Estoy en Torrequebrada, en mi torreón prestado. Leo y escribo con vistas al mar y luego salgo. Me asomo al mirador metafísico. Hace un día radiante, pero el horizonte está neblinoso: se ha formado una franja a lo largo, delgada pero espesa. Como si la puerta entre los mundos fuese blanca. Camino por el malecón que hay al pie del Casino. Desde allí, rodeado de mar, veo cómo el día se desploma. Es un desplome lento, hermoso. En algún momento se enciende el faro de Fuengirola, a lo lejos. Y las luces del litoral.
Antes de comer me siento en el Yucas a tomar una caña. El chiringuito está encima del mar y el placer es refinadísimo. Como de un emperador romano más epicúreo que estoico; o mejor un poeta: un Horacio con su cervecita y sus aceitunas. El año pasado evocaba esta terraza vacía y ahora estoy en ella, disfrutándola el doble de lo que la habría disfrutado el año pasado, que ya era mucho.
Me he traído mis cuatro libros de estas vacaciones y quiero hacer un juego oracular: abrir al azar cada uno y poner el pasaje que señale con el dedo a ciegas.
«Está equivocado. El odio nos es desconocido, sí, no debemos permitírnoslo. Nosotros no ponemos pasión, pero el tiempo no avanza y nunca olvidamos nada. Lo de hace diez años es ayer para nosotros. Es hoy mismo incluso, está pasando» (Tomás Nevinson, de Javier Marías).
«Las olas en la playa de Bellavista estallan lejos, fuertes y altas, monótonas e iguales.

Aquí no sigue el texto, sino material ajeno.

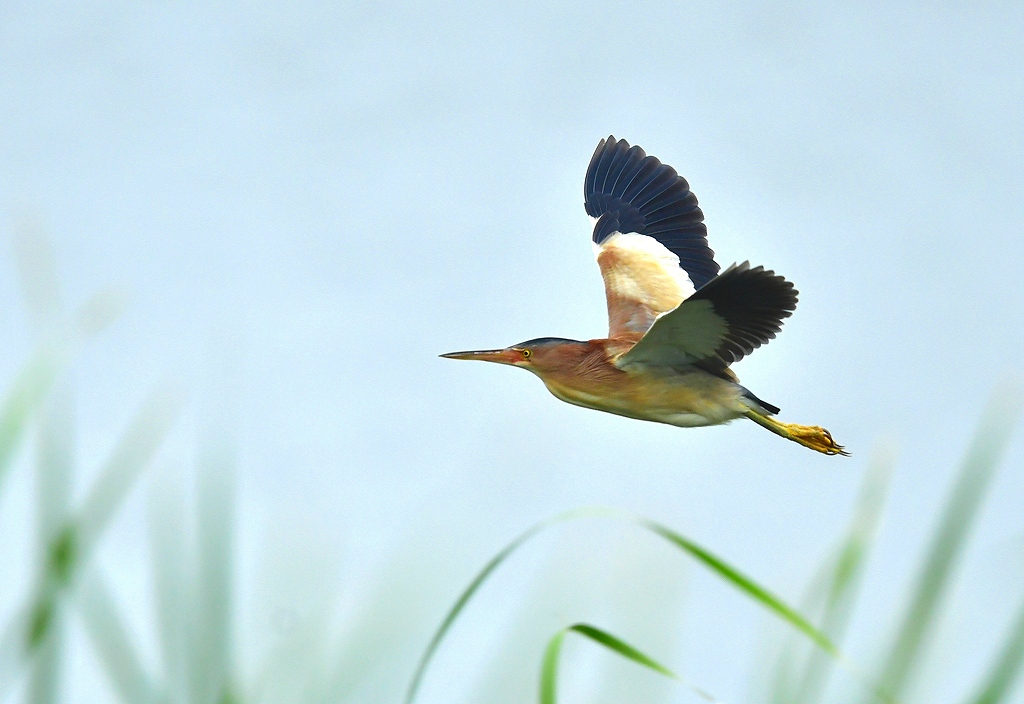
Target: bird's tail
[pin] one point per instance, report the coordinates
(809, 436)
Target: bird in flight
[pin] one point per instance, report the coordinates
(676, 323)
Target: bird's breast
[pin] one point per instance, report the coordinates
(688, 398)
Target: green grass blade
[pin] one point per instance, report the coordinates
(949, 539)
(837, 585)
(44, 677)
(171, 533)
(745, 584)
(623, 648)
(718, 566)
(475, 584)
(26, 395)
(113, 645)
(54, 458)
(126, 464)
(999, 683)
(549, 667)
(549, 664)
(211, 650)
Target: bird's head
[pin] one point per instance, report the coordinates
(541, 356)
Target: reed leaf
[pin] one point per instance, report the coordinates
(549, 664)
(718, 566)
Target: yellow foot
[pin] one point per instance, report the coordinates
(814, 437)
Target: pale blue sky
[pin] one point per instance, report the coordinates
(352, 188)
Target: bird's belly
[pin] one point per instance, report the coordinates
(687, 400)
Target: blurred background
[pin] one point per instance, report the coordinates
(303, 204)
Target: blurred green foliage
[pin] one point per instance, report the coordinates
(195, 558)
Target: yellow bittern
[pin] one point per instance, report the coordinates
(675, 322)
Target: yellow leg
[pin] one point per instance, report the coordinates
(809, 436)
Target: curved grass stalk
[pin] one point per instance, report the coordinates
(549, 666)
(715, 564)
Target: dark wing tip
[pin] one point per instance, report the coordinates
(754, 302)
(630, 191)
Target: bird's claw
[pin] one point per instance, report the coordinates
(817, 439)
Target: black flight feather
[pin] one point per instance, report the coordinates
(630, 191)
(753, 302)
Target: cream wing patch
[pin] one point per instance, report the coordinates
(691, 333)
(642, 280)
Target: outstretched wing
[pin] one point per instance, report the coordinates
(737, 312)
(649, 235)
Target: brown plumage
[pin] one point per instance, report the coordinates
(675, 324)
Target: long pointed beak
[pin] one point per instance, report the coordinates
(500, 356)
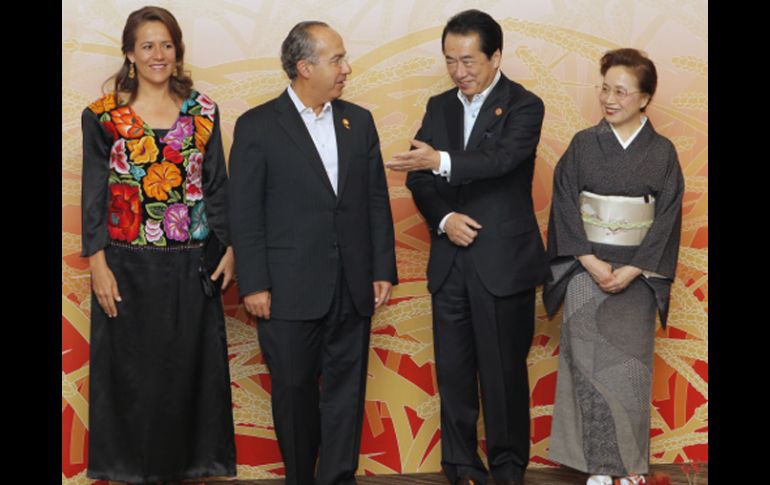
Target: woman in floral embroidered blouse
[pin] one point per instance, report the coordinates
(154, 191)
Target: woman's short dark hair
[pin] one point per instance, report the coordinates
(638, 63)
(476, 22)
(180, 82)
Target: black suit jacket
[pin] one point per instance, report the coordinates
(289, 230)
(491, 181)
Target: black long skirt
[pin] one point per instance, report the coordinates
(160, 401)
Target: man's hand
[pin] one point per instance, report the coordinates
(258, 304)
(424, 157)
(382, 291)
(461, 229)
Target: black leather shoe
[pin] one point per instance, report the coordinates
(467, 481)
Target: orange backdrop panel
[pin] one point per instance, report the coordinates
(553, 49)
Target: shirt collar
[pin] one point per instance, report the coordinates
(482, 95)
(301, 108)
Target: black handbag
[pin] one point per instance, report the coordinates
(212, 253)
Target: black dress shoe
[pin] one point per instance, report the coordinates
(467, 481)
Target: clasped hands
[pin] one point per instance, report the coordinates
(608, 280)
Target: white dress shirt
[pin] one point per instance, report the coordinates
(470, 113)
(321, 129)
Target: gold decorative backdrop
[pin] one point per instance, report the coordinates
(553, 49)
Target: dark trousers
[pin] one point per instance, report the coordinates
(477, 333)
(312, 420)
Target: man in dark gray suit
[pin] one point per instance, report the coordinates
(313, 238)
(471, 178)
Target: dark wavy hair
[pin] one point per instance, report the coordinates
(638, 63)
(179, 83)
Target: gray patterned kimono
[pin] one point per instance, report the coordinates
(602, 409)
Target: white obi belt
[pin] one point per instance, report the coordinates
(616, 220)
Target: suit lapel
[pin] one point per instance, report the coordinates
(453, 115)
(491, 111)
(343, 130)
(292, 123)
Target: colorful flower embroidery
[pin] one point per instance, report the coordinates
(137, 172)
(207, 105)
(143, 150)
(199, 227)
(105, 103)
(118, 158)
(194, 185)
(172, 155)
(176, 222)
(156, 183)
(125, 212)
(203, 128)
(160, 179)
(183, 128)
(153, 231)
(110, 127)
(127, 123)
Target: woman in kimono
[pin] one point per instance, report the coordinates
(613, 241)
(154, 193)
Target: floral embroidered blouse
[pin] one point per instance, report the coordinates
(149, 188)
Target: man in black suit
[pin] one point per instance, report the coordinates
(471, 178)
(313, 238)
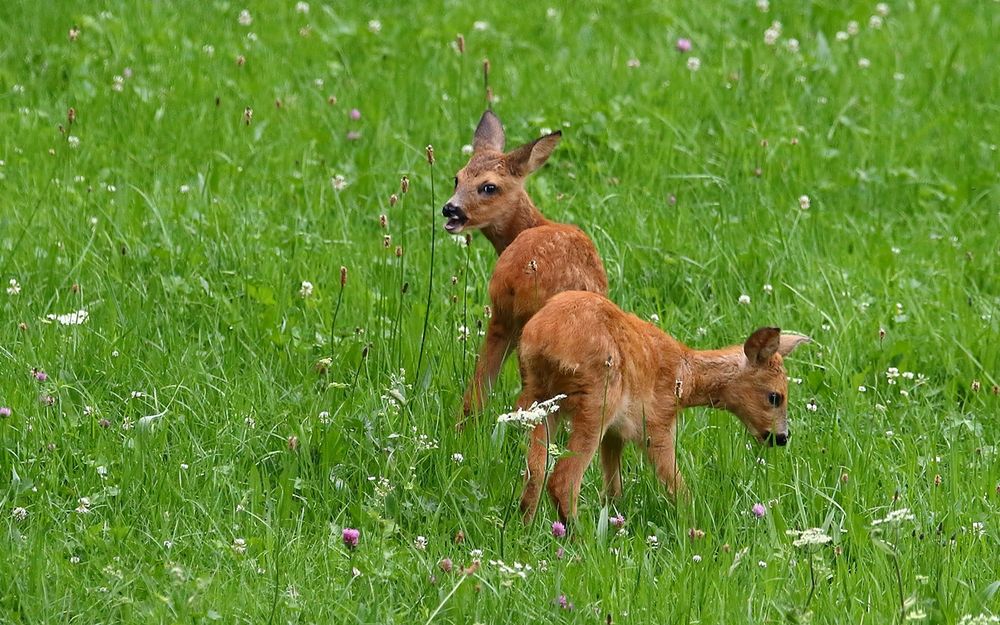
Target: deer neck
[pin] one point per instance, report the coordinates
(704, 375)
(524, 216)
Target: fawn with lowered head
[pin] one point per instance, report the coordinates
(537, 257)
(627, 380)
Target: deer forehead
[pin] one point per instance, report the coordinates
(485, 164)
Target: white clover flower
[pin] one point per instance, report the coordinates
(533, 415)
(978, 619)
(895, 517)
(70, 319)
(811, 536)
(515, 570)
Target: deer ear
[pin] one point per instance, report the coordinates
(531, 156)
(489, 134)
(790, 341)
(762, 344)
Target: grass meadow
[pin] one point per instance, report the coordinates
(191, 448)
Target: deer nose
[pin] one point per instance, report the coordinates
(780, 439)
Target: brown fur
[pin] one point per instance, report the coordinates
(626, 380)
(537, 258)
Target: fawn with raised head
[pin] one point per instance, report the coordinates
(537, 258)
(627, 380)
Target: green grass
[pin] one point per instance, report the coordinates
(190, 269)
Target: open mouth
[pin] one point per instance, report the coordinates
(456, 218)
(455, 223)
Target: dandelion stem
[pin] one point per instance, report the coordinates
(461, 579)
(336, 312)
(812, 584)
(430, 277)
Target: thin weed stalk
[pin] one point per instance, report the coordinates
(430, 273)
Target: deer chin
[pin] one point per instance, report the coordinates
(456, 224)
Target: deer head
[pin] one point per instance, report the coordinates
(489, 190)
(756, 388)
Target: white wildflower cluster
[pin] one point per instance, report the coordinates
(808, 537)
(895, 517)
(511, 572)
(338, 182)
(534, 415)
(70, 319)
(772, 34)
(978, 619)
(382, 486)
(425, 443)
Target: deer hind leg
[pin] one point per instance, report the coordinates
(538, 458)
(564, 485)
(611, 464)
(662, 451)
(500, 340)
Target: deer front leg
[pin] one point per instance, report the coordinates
(499, 342)
(661, 448)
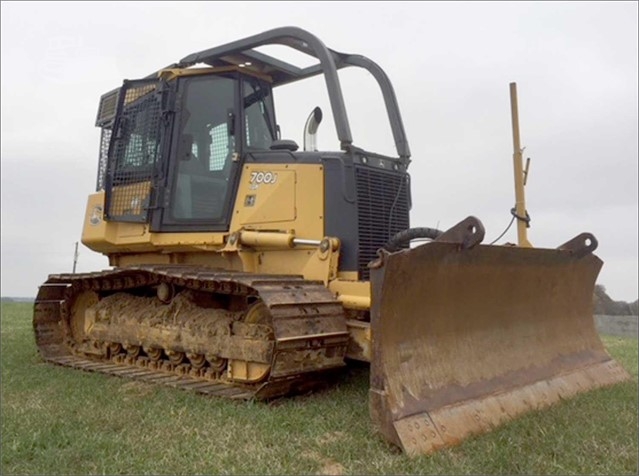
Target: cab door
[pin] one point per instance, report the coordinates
(204, 160)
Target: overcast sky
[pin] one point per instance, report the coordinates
(575, 65)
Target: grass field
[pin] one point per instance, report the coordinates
(61, 421)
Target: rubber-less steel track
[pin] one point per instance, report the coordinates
(309, 331)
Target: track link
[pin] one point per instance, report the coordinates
(308, 323)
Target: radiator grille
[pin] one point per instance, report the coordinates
(105, 139)
(382, 210)
(133, 153)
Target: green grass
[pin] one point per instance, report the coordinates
(60, 421)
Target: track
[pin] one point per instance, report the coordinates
(306, 338)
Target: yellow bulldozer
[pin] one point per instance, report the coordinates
(244, 267)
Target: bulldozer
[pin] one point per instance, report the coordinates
(246, 268)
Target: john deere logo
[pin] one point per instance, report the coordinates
(96, 215)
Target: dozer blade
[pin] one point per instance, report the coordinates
(467, 336)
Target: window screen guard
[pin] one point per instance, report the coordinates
(134, 151)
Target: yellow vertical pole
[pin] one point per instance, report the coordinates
(520, 198)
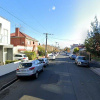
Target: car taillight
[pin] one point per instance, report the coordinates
(31, 68)
(17, 69)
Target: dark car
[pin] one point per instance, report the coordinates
(82, 61)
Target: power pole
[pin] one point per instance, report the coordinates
(46, 44)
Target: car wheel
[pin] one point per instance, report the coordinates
(42, 69)
(36, 75)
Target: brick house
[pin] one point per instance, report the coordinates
(22, 42)
(6, 49)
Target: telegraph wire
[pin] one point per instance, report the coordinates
(36, 20)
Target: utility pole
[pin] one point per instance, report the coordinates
(46, 44)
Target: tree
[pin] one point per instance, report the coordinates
(92, 43)
(76, 50)
(41, 50)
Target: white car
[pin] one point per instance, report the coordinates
(29, 68)
(45, 61)
(52, 57)
(20, 57)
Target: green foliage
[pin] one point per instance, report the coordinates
(30, 55)
(41, 51)
(76, 50)
(10, 61)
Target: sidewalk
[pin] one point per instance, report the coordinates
(7, 78)
(95, 67)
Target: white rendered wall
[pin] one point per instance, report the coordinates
(4, 25)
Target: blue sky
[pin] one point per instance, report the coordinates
(67, 20)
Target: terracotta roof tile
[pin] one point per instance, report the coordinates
(27, 36)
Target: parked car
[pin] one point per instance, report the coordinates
(52, 57)
(45, 61)
(20, 57)
(29, 68)
(82, 61)
(68, 54)
(73, 57)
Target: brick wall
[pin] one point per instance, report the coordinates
(18, 41)
(1, 55)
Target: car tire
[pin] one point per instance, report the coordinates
(36, 75)
(42, 68)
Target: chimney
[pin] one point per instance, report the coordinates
(17, 32)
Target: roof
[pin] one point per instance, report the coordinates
(27, 36)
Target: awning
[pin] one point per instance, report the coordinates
(21, 49)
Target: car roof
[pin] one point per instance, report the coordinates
(29, 61)
(19, 54)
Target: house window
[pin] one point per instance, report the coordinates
(5, 36)
(28, 42)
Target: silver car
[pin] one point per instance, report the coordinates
(45, 61)
(30, 68)
(82, 61)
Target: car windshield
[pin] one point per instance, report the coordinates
(25, 56)
(82, 58)
(25, 65)
(18, 55)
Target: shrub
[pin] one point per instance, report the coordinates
(41, 51)
(10, 61)
(30, 55)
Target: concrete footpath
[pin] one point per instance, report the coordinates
(5, 79)
(94, 66)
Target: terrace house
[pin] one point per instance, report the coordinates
(22, 42)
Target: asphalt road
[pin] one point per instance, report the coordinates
(61, 80)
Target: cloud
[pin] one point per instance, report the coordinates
(53, 8)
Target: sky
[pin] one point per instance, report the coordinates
(66, 21)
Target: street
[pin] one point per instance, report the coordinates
(61, 80)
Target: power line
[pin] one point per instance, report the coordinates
(67, 39)
(35, 19)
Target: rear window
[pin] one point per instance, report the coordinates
(50, 55)
(82, 58)
(25, 65)
(18, 55)
(41, 60)
(25, 56)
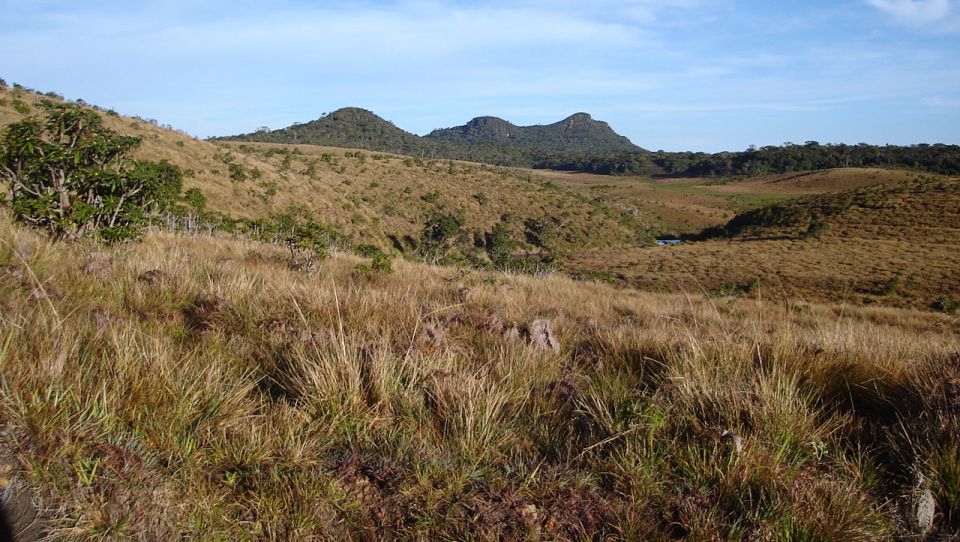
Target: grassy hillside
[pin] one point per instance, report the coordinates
(894, 245)
(370, 197)
(578, 133)
(484, 139)
(688, 205)
(199, 388)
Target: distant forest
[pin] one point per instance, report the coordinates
(582, 144)
(787, 158)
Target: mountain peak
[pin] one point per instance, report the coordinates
(576, 133)
(579, 117)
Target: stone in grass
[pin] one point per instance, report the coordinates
(732, 439)
(19, 519)
(542, 336)
(152, 277)
(923, 507)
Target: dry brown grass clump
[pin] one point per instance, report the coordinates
(231, 397)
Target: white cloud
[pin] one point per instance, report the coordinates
(939, 101)
(914, 12)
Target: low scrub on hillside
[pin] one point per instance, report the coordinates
(204, 388)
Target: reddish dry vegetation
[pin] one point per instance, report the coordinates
(201, 388)
(895, 245)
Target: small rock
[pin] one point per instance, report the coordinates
(512, 333)
(275, 325)
(530, 514)
(542, 335)
(433, 334)
(924, 507)
(494, 324)
(100, 317)
(733, 439)
(152, 277)
(23, 249)
(13, 272)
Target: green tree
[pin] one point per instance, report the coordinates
(438, 236)
(71, 176)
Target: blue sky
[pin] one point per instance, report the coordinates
(673, 75)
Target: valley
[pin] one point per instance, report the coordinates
(329, 342)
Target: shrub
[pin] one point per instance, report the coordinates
(946, 305)
(237, 173)
(20, 107)
(438, 235)
(71, 176)
(195, 200)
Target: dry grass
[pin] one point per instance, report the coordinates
(894, 245)
(372, 197)
(688, 205)
(230, 397)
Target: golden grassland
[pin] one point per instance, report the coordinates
(199, 388)
(369, 196)
(687, 205)
(891, 244)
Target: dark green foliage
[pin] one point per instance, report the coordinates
(71, 176)
(484, 139)
(195, 200)
(540, 231)
(439, 235)
(237, 173)
(500, 244)
(20, 107)
(578, 133)
(580, 143)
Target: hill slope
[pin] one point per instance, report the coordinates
(578, 133)
(485, 139)
(198, 388)
(350, 127)
(369, 197)
(884, 244)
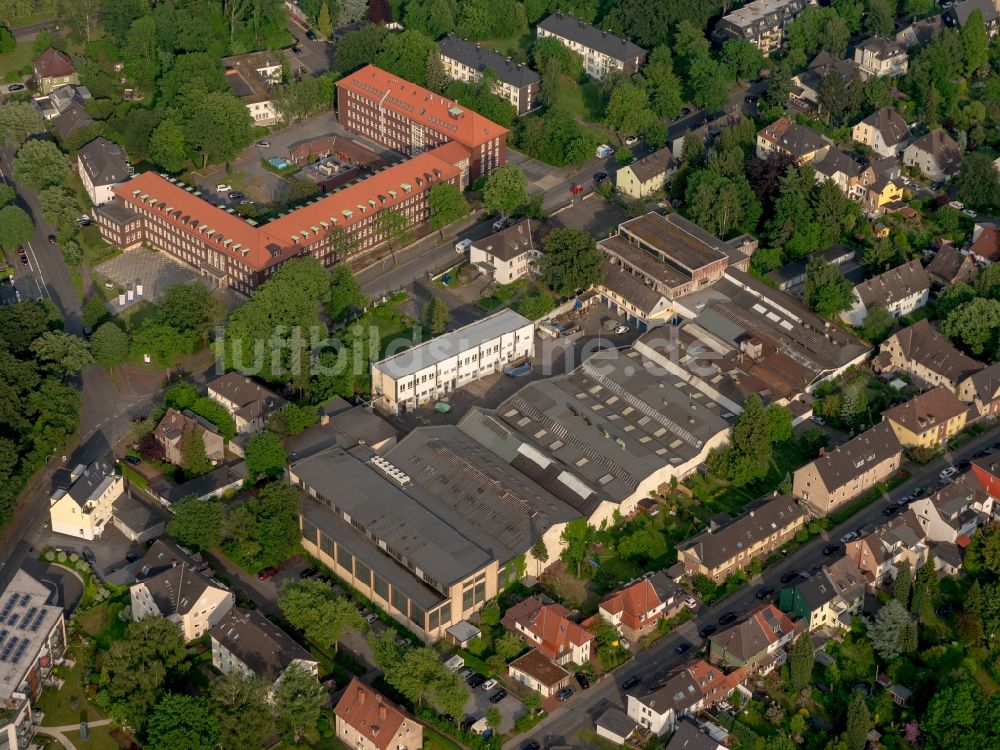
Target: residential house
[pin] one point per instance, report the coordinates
(958, 14)
(247, 643)
(756, 643)
(53, 69)
(103, 166)
(637, 608)
(249, 403)
(602, 52)
(806, 85)
(32, 642)
(788, 137)
(683, 691)
(537, 672)
(982, 390)
(60, 100)
(927, 355)
(647, 175)
(171, 430)
(689, 737)
(550, 629)
(936, 155)
(252, 78)
(877, 56)
(928, 420)
(884, 131)
(366, 720)
(829, 598)
(179, 588)
(467, 61)
(428, 371)
(900, 290)
(951, 266)
(848, 471)
(83, 501)
(760, 22)
(985, 247)
(729, 545)
(956, 510)
(510, 254)
(878, 554)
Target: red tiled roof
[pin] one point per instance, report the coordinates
(368, 712)
(418, 104)
(54, 64)
(289, 235)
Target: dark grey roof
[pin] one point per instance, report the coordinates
(105, 162)
(591, 37)
(852, 459)
(257, 642)
(716, 546)
(479, 58)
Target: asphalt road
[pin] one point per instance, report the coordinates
(581, 710)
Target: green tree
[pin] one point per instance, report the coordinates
(826, 290)
(506, 191)
(298, 701)
(241, 708)
(265, 455)
(109, 345)
(571, 261)
(18, 121)
(40, 164)
(16, 227)
(196, 523)
(182, 721)
(137, 665)
(324, 618)
(194, 462)
(447, 205)
(435, 315)
(801, 662)
(64, 352)
(579, 538)
(858, 722)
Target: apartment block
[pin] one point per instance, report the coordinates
(761, 22)
(428, 371)
(412, 120)
(467, 61)
(602, 52)
(32, 642)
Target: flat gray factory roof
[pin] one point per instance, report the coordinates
(451, 344)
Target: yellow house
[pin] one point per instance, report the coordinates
(928, 420)
(82, 505)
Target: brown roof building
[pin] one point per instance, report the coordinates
(928, 420)
(366, 720)
(927, 355)
(848, 471)
(732, 544)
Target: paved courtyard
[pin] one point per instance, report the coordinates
(156, 271)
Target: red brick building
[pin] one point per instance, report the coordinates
(231, 251)
(410, 119)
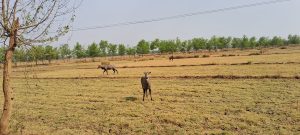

Hacen un ruido inmenso y pesado, como lo que cae a plomo. Se persiguen rebotando espuma cristalina y blanca, en la cresta una neblina que se alza salpicada antes de deshacerse, como humo que se seca al contacto con el aire» (Mexicana, de Manuel Arroyo-Stephens).
«Todo lo ignoro y me duele el pecho. He dejado de trabajar y no quiero moverme de aquí. Estoy mirando el papel secante blanco sucio, que se extiende, pegado a los rincones, sobre la gran edad de la mesa inclinada» (Libro del desasosiego, de Fernando Pessoa).
«Si vienes por aquí, / Por la ruta que probablemente seguirás / Desde el lugar de donde vienes probablemente; / Si vienes por aquí en mayo, / Cuando florecen los espinos, / Encontrarás los setos vivos / Blanqueados otra vez con voluptuosa dulzura» (Cuatro cuartetos, de T.S. Eliot; traducción de J.E. Pacheco).
Pero la mayor parte del tiempo lo paso en el torreón, viendo las acrobacias de las gaviotas y los cormoranes que cruzan a lo lejos con su cuello alargado. También cruza algún barquito. Me tumbo en el sofá de la terraza a leer. Me da el sol. Oigo las olas. Es la otra vida que estaba en esta.